No recuerdo cuándo fue la última vez que quiso hacer algo con su hermana pequeña. Fuimos a por setas de noche. Decía que para detectar las mejores había que hacerlo así puesto que brillaban en la oscuridad.
Atravesamos una senda del bosque sin llevar ninguna luz. Si lo hacíamos no seríamos capaces de captar su brillo.
Me llevó por una senda que no conocía, y me entró un poco de miedo. Incluso en la oscuridad noté que me miraba de refilón.

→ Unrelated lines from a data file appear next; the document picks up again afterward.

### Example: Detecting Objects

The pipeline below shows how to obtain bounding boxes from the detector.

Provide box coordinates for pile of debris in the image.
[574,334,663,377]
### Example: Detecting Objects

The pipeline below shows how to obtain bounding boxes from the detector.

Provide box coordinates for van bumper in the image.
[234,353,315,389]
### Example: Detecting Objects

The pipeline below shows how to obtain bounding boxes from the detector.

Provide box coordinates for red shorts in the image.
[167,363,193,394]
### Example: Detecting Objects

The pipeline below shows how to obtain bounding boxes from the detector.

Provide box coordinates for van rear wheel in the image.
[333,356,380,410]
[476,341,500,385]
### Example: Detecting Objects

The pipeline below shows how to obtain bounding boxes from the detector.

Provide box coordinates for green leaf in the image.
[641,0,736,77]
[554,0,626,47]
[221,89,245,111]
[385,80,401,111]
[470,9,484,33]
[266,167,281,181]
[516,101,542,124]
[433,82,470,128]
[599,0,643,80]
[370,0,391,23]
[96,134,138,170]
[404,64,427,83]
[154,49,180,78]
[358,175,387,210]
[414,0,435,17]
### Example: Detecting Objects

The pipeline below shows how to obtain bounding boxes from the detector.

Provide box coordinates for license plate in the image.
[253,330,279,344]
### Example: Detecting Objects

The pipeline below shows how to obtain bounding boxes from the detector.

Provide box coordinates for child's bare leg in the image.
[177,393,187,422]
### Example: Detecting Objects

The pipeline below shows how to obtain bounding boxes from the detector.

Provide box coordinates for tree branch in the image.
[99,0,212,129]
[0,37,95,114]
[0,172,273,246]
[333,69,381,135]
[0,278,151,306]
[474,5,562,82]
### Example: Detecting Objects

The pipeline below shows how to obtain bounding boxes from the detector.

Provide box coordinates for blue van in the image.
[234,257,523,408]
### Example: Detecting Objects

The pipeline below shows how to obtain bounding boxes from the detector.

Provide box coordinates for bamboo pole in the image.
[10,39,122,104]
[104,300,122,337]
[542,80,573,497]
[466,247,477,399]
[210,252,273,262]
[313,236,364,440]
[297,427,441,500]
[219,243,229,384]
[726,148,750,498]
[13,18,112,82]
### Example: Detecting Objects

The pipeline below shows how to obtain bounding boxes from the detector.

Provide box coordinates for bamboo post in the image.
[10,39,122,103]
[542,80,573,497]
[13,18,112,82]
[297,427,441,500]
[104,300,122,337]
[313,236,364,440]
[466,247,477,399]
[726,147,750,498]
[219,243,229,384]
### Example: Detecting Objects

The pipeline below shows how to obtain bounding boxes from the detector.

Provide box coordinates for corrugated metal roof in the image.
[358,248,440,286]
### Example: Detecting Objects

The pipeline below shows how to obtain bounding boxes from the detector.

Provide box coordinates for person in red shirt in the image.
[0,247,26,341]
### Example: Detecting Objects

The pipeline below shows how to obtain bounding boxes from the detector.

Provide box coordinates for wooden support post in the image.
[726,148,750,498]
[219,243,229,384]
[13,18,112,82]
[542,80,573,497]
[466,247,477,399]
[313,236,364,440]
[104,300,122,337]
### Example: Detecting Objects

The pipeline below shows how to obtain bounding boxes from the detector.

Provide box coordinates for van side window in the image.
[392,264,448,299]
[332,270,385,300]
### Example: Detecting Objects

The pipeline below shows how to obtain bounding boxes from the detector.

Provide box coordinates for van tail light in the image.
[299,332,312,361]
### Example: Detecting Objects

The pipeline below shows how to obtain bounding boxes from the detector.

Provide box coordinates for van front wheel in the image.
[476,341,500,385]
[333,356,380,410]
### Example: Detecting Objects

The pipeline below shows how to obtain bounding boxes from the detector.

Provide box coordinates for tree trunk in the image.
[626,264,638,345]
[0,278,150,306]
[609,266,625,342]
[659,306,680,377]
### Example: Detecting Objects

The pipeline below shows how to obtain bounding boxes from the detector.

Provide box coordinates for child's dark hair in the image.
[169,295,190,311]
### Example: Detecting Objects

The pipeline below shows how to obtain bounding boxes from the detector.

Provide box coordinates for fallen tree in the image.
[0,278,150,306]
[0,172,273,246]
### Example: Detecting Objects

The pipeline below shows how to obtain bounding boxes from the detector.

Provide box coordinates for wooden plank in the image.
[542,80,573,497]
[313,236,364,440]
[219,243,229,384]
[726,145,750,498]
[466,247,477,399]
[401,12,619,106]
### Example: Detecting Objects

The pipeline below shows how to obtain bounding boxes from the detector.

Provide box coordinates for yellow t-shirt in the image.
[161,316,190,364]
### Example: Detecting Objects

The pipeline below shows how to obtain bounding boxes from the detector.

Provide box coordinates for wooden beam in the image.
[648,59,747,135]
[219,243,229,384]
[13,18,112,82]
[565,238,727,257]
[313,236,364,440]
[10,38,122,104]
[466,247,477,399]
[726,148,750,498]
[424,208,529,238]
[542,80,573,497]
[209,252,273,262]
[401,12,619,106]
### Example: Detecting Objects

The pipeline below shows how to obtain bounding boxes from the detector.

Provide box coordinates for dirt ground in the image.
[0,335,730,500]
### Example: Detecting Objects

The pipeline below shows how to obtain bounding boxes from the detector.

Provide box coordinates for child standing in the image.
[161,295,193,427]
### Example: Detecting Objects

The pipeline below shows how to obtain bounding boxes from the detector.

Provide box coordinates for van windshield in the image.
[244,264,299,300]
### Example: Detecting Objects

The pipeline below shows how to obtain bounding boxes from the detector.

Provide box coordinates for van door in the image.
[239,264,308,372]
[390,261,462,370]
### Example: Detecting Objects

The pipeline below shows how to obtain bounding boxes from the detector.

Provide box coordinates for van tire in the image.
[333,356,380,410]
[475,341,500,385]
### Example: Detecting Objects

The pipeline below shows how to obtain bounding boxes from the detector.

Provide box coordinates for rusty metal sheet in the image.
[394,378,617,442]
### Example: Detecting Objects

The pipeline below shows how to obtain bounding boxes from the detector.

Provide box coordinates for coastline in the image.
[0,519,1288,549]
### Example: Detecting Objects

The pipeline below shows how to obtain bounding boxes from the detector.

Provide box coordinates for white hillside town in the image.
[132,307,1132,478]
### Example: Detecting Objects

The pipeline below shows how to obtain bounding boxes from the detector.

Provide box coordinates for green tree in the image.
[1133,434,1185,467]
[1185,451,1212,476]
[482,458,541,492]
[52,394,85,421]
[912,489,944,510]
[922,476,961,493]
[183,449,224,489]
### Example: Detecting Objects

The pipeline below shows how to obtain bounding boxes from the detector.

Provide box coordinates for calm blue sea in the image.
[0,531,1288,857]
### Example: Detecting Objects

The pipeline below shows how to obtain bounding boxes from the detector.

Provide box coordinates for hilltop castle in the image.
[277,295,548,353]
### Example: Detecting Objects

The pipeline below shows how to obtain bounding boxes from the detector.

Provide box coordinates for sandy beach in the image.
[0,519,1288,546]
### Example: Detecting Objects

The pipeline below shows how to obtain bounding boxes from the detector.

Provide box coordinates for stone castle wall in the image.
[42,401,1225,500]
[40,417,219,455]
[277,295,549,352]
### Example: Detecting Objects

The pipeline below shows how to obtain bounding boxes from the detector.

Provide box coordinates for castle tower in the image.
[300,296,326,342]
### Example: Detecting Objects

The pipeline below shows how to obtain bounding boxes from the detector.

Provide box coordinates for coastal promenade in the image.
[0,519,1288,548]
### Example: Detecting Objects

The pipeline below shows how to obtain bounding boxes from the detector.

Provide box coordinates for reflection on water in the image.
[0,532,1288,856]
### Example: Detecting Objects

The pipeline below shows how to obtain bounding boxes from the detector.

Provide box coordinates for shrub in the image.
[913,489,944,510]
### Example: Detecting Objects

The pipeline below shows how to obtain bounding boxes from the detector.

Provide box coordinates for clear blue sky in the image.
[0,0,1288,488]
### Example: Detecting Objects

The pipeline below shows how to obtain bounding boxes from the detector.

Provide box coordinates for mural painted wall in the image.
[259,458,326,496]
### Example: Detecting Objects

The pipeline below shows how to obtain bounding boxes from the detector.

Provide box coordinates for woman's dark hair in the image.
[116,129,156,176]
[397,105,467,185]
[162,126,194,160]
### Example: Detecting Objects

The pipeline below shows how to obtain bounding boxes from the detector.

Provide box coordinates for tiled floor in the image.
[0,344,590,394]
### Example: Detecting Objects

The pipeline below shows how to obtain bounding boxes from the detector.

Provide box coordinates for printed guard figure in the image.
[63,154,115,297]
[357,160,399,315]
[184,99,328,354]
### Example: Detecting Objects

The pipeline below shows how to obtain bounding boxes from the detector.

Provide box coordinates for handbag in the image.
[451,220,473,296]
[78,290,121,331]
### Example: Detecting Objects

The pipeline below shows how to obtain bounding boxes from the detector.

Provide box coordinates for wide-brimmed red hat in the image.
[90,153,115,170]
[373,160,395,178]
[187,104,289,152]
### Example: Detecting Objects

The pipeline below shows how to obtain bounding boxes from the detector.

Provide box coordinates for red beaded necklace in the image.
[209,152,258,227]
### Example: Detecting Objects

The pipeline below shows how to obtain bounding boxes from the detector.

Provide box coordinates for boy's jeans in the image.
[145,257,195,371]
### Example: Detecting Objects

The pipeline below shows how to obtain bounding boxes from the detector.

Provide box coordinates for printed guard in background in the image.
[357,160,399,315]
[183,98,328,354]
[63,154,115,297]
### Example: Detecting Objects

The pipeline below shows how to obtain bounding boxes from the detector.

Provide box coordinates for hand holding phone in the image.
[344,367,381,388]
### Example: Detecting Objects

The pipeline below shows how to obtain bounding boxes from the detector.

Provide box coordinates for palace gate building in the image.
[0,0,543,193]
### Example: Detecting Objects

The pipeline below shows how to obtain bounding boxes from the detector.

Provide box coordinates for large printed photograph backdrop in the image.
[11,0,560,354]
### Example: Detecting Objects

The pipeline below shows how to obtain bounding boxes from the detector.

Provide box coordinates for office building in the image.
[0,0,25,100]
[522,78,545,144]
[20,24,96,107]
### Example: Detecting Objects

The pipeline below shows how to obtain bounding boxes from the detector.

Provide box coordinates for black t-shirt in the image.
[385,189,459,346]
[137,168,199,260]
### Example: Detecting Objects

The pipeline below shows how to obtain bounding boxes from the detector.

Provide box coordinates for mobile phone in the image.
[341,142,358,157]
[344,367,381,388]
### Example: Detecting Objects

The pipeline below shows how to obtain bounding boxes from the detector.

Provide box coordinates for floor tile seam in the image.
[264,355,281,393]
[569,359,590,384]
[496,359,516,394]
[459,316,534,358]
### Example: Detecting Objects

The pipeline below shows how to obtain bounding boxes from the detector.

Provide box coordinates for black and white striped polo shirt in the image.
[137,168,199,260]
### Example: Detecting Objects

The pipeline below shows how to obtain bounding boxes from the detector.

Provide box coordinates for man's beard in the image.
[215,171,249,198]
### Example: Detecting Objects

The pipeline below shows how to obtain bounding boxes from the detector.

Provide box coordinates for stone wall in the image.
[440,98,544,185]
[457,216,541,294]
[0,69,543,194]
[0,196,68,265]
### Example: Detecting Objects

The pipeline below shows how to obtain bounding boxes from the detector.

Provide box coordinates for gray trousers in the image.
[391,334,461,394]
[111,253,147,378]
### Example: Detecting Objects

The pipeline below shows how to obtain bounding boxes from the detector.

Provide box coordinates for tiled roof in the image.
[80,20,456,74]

Cada vez estaba más oscuro, quizás una nube cubría la luna.
—¿Dónde están las setas? ¿Falta mucho?
Tardó un poco en contestar, fue raro.
—No.
Aunque su respuesta fue corta, no paró de mirarme. Nunca me había mirado así. Mi hermano me ignoraba la mayor parte del tiempo, y cuando lo hacía era para llamarme niñata.
—Tengo frío. Volvamos a casa. Lo de las setas que brillan te lo has inventado.
Lo único que brillaba en la oscuridad eran sus ojos. Con su brazo me cubrió entera. Seguía tiritando de frío. Me apretaba cada vez con más fuerza, obligándome a ir a su paso y casi haciéndome tropezar. Me puso la mano en el cuello y me lo acarició, la tenía helada.
Unos minutos más tarde, estornudé tres veces. Paró en seco. Tras sorprenderse, su mirada se volvió familiar, la de siempre, y dijo en voz baja:
—Me he confundido. No era aquí, volvamos a casa.
Sin saber del todo por qué, noté un alivio inmenso.